# paint on latex



## beaton (Sep 17, 2006)

Anyone know the best place to try and find mold latex?


----------



## krough (Oct 7, 2004)

Micheals (sp) sells mold building latex for like 10 bucks (5 bucks with the coupon)


----------



## beaton (Sep 17, 2006)

Thanks, that's just what I needed.


----------



## Kurt (Sep 23, 2006)

*Expired Latex*

I purchased two gallons of expired latex very late Monday night and they just arrived in Dallas Texas. Just over $50 total (product and shipping)

I can't really attest to the quality as I haven't ever used latex before.

However, I'll share what little I've learned so far:

1) The Latex from Michaels costs $10/16oz.

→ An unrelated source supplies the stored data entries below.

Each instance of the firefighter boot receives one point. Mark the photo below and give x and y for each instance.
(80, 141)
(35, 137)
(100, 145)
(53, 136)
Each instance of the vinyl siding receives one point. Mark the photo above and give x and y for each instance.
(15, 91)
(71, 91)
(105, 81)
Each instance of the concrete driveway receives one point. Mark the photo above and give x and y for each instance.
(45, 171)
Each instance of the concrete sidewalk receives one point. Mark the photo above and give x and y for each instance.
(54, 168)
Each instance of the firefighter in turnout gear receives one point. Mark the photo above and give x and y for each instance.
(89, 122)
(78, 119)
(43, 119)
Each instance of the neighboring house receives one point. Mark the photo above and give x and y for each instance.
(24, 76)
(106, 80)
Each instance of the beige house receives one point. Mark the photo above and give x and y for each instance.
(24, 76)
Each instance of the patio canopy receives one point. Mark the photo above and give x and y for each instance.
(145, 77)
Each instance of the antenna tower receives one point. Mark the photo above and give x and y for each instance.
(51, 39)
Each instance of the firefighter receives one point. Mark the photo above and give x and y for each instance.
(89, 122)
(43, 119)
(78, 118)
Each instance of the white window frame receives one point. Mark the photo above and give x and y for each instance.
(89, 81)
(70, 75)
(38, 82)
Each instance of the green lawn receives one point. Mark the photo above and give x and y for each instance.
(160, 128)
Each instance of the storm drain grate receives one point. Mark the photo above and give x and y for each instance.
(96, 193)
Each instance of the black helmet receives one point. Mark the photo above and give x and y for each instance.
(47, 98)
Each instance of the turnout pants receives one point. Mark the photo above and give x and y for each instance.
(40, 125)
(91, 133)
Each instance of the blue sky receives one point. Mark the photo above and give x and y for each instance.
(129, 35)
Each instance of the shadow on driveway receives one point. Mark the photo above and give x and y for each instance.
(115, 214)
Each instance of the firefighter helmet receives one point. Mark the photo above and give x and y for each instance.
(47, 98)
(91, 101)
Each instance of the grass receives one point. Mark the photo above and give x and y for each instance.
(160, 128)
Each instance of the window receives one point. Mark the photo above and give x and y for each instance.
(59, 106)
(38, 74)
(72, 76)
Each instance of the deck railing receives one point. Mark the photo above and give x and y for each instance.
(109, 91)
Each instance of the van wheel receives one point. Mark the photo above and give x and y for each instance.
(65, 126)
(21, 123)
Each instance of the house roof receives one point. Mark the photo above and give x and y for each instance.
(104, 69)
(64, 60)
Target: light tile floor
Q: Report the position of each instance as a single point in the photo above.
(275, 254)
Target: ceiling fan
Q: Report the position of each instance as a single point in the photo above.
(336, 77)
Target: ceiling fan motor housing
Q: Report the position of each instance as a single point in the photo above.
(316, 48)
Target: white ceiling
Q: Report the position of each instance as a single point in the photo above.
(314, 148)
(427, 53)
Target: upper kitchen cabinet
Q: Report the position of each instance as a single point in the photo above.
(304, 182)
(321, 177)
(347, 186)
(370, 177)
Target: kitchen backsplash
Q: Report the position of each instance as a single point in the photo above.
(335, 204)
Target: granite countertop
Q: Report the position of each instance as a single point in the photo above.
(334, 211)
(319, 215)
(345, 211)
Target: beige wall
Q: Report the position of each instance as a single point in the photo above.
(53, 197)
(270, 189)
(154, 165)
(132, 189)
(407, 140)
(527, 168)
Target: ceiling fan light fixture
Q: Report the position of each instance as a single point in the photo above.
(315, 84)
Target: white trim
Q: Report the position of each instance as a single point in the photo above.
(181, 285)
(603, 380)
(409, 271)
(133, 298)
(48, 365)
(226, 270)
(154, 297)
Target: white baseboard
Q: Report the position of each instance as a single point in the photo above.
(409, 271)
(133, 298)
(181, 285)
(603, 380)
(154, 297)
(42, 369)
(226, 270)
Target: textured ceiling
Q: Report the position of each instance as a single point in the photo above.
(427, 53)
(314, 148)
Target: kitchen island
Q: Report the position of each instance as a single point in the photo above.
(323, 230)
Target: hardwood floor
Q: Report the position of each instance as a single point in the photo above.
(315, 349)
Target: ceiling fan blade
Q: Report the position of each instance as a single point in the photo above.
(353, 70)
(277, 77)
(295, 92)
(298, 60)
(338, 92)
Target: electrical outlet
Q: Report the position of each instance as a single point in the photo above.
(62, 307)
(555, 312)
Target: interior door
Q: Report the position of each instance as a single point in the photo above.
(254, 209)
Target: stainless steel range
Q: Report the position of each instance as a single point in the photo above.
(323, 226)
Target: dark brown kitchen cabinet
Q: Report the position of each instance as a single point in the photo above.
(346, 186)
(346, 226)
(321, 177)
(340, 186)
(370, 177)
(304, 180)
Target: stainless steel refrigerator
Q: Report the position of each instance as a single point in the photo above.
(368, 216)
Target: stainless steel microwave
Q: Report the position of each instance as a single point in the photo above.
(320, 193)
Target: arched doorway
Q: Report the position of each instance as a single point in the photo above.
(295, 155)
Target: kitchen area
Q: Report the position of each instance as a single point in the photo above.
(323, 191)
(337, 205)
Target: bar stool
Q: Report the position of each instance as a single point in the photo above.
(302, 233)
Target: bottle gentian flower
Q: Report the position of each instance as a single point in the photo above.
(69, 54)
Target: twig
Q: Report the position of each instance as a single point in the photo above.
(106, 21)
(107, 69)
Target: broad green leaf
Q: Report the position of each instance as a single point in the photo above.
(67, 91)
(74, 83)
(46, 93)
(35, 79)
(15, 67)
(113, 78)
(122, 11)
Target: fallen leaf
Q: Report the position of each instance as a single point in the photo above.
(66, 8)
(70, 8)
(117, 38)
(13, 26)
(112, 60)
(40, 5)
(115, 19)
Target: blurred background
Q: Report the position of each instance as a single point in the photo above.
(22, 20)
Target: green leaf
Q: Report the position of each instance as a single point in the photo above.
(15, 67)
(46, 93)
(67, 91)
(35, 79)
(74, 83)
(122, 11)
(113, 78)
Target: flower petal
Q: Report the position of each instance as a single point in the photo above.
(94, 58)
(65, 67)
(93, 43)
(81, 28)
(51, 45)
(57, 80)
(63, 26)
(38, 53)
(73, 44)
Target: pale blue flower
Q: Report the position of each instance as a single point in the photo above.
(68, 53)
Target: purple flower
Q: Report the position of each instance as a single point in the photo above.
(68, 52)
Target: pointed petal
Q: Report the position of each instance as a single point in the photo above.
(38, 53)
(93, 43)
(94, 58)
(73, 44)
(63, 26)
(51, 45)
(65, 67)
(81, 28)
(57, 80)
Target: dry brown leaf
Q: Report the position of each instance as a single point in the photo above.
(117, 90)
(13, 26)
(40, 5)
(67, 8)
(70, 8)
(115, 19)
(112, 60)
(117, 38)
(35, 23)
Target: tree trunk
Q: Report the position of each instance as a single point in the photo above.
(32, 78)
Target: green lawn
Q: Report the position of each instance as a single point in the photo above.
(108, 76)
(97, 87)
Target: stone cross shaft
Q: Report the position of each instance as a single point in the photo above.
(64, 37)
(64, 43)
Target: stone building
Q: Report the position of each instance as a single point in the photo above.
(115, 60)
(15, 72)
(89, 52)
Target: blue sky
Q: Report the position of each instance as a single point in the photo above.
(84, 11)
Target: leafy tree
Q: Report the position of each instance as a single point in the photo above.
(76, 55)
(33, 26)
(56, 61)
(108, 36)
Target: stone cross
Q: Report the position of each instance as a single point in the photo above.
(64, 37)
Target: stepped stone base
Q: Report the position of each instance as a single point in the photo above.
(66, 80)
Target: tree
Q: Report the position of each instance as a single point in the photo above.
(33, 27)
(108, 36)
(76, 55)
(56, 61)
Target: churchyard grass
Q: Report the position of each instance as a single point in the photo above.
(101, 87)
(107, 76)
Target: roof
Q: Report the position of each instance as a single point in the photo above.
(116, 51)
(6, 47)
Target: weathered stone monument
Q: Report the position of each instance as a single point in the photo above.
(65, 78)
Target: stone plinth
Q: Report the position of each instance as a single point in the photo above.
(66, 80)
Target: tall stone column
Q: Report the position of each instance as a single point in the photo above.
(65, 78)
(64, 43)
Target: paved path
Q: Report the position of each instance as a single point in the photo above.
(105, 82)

For $15 more you can have a gallon of expired latex delivered. +150% spent gets you 800% more product.

2) I've read that one guy used about a gallon to corpsify 4 bluckies. Using the stuff from Michaels will require that you buy two containers ($20) to do *just one* blucky ($20), or  $80 to do the same 4 bluckies.

3) If you plan on making molds of skulls (for either paper mache copies or plaster), you'll likely use the entire container for one mold. One gallon of latex would get you 8.

Of course, if your plan is to only create one mold or to only corpsify the upper torso of a blucky/bucky, then $10 ($5 with the coupon) is all you need. Be silly to spend the extra $15 if i will just end up drying in your garage.

Best of luck
Kurt


----------